Хальвор вырвал у него часы и в сердцах пнул пару раз ногой.

— Что ты меня пинаешь? — простонал Элиас. — Посмотри лучше, что у меня со спиной.

Хальвор еще раз замахнулся, но Элиас не сделал даже попытки защититься от удара.

— Помоги мне встать…

Тут Хальвор остыл и попытался поднять обидчика. Ничего не вышло. Пришлось кое-как погрузить его на телегу и отвезти домой. Вскоре выяснилось, что Элиас сломал позвоночник.

После этого злосчастного случая муж Карин Ингмарсдоттер с постели уже не вставал — отнялись ноги. Но говорить мог: днем и ночью, утром и вечером одно и то же — принесите выпивку.

Доктор наистрожайшим образом запретил давать больному спиртное. Начнет пить, сказал, при такой неподвижности быстро допьется до смерти. Но Элиас не сдавался: кричал, требовал перегонного. Днем еще бы ладно, но он особенно старался именно по ночам, никому спать не давал. Совсем обезумел.

Это был самый тяжкий год в жизни Карин. Муж настолько ее измучил, что она сама не понимала, как выдерживает потоки злобной брани, перемежающиеся бессмысленными криками, воплями и проклятиями. Хутор превратился в ад.

Как мы уже знаем, Карин пошла к учителю, попросила взять Ингмара на пансион. Сказала: дома пусть не появляется, даже на Рождество. Нехорошо у нас на хуторе.

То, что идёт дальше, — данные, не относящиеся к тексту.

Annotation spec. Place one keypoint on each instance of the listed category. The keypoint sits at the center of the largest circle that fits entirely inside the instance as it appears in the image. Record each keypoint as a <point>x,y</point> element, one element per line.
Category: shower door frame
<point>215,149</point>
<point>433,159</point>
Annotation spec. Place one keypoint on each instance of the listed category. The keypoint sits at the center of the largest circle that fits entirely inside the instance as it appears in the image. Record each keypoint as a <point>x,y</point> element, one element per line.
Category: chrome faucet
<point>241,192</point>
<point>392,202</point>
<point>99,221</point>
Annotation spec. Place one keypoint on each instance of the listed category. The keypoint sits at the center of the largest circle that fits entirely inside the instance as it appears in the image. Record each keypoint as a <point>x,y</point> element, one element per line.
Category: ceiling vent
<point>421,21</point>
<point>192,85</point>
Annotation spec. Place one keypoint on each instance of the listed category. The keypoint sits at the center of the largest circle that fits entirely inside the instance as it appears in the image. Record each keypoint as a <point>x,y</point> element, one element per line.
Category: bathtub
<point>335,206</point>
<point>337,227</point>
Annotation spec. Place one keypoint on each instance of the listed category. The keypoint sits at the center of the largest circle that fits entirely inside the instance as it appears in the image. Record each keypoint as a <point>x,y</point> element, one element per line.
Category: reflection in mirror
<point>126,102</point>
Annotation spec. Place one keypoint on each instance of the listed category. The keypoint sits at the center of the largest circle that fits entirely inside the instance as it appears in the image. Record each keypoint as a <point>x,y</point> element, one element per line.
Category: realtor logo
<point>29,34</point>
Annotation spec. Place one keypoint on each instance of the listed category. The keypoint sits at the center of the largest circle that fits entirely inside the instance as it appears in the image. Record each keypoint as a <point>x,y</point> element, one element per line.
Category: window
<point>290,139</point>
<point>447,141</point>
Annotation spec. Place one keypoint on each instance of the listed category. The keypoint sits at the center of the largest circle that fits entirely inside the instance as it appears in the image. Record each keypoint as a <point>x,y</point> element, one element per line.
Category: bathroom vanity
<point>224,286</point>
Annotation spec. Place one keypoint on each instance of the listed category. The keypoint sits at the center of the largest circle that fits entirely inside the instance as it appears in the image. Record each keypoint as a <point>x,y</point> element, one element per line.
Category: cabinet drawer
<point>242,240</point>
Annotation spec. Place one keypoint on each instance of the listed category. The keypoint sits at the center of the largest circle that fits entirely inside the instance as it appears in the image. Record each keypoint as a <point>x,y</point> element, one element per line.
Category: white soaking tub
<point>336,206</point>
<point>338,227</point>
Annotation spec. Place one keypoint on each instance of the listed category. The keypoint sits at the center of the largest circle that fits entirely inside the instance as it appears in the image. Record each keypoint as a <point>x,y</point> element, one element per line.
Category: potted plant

Ингмарссоны жили в этих краях с незапамятных времен. Нечему удивляться, что и работники, и конюхи, и слуги — все приходились хозяевам родственниками. Близкими, дальними и очень дальними, но родственниками. Многие выросли вместе — одна семья. Если бы не так, хутор давно бы опустел. Мало кому под силу выдерживать крики и проклятья сутками напролет.

Ночи, когда Элуф давал им возможность более или менее выспаться, — по пальцам пересчитать. А он постоянно находил все новые способы сделать их жизнь окончательно невыносимой. Приходилось время от времени уступать.

Так Карин прожила зиму, лето и еще одну зиму.

* * *

У нее был тайный уголок, куда она приходила, чтобы побыть одной и подумать о своей горькой жизни. Узкая скамеечка, летом скрытая от посторонних глаз вьющимися зарослями хмеля. Садилась, подпирала кулаком подбородок и смотрела в никуда невидящими глазами. С хутора ее скамейку не видно, зато ей открыты все окрестности: луга, поля — до самого леса и горы Клакбергет.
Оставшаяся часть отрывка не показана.